Raymax would like to wish all of our clients a very happy Christmas. After a tough year many of us will be pleased to see 2021 come to an end! But the year has not been without significant developments amongst our suppliers. SLM Solutions have successfully installed lasers for systems production in Europe and the USA. Laserline has expanded its blog providing end users with a great resource, that is very helpful for all our Australian clients. Lasea bought Optec and opened great new headquarters in Belgium while continuing to produce quality femtosecond lasers. These are just a few of the great outcomes of 2021.
We are all looking forward to 2022, appearing at, and attending, conferences and exhibitions and finally meeting up with people on a face-to-face basis (even if we are still required to wear a mask)! Meanwhile, for the latest news join us on Linkedin.
We wish you the very best for the coming year. Have a happy, safe Merry Christmas and New Years’ celebration, from all of us at Raymax!
Raymax will be closed over the Christmas and New Year period starting Friday 24 December 2021 and will be re-opening Monday 10 January 2022
Lasea Laser Solutions
Lasea empowers innovation through the most accurate versatile and enabling micro-machining solutions. Expanding in 2021 Optec has now joined Lasea in Belgium and opened a new headquarters to grow their more than 1,000 installations worldwide. You can read more about it on the Lasea website.

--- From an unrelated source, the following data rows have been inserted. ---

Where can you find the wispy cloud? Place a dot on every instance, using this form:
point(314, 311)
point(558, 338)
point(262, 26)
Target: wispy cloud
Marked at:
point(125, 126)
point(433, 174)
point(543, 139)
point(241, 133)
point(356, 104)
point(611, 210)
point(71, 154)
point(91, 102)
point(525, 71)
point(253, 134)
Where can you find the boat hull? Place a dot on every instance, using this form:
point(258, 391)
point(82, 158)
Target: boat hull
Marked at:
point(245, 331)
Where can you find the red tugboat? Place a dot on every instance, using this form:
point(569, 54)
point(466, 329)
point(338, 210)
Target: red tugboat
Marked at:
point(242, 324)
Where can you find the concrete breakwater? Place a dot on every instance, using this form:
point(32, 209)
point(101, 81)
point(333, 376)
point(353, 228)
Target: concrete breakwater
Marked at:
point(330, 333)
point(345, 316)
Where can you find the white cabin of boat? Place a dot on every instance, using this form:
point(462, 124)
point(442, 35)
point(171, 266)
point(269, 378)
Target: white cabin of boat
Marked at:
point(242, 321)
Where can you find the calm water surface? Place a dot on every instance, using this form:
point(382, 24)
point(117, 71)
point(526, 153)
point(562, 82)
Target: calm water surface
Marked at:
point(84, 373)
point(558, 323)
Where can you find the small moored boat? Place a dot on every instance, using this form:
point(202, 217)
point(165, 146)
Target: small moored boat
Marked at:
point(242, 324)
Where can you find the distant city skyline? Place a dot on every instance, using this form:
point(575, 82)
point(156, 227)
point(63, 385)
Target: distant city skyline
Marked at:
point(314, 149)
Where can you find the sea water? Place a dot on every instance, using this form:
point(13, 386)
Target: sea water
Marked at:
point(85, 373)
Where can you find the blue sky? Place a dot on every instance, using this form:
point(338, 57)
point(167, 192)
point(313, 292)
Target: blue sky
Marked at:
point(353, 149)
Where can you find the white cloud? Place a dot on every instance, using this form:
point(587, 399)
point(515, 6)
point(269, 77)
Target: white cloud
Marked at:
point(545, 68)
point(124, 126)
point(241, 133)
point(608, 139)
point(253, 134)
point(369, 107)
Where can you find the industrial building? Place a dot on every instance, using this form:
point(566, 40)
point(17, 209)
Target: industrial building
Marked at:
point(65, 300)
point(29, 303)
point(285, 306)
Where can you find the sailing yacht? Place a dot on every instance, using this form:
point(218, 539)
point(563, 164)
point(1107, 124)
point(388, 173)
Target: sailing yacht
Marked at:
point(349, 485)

Known for femtosecond laser machining, Lasea lasers make it possible to reproducibly make very complex structures, with a high aspect ratio in three dimensions. The micrometric and even nanometric dimensions that can be achieved is driving the miniaturisation of electronic, photonic or mechanical components. Laser texturing will also enable a surface to be made functional by making it diffractive, hyperhydrophobic or absorbent (intense black).
The applications of laser structuring or texturing are thus the “lab on chip”, microfluidics, integrated optics, information storage, micromechanics and microelectronics. Biomimicry is also made possible by these techniques. For example, the structure of the skin of a shark can be reproduced to minimise water friction, likewise the surface of a lotus leaf to make it hydrophobic or even the skin of gecko toe pads that make them adhesive.
Recycling our plastic waste
Since the research in Norway on applying hyperspectral imaging for identifying different types of plastic waste undertaken by HySpex NEO, not just in Europe, but in Australia, interest in recycling our garbage has really grown. This year, CSIRO released a report raising the importance of plastic recycling to be part of a circular economy, and not used for landfill. In other words, to turn what was oil then plastic, back into oil or bio-oil. One recycling company on the Central Coast of NSW is leading the way using technological innovation with advanced recycling processes. In the latest news, food packaging and supermarkets have set targets to reduce, recycle and keep our planet clean! So here’s looking forward to a cleaner, greener country in 2022!
A test of teamwork and technology
Raymax is excited to assist the UNSW Sunswift Racing team by providing 3D printed parts – the struts for the suspension both front and back, for use in their latest car. The team of students lead by Richard Hopkins, Professor of Practice UNSW Engineering, is Australia’s top team. Recently the team set a Guinness World Record for the lowest energy consumption while driving across the country in a solar-electric car. Combining innovative research with hands-on skills the team are developing a new solar-powered car to compete in the biennial Bridgestone World Solar Challenge, a 3,000km race from Darwin to Adelaide.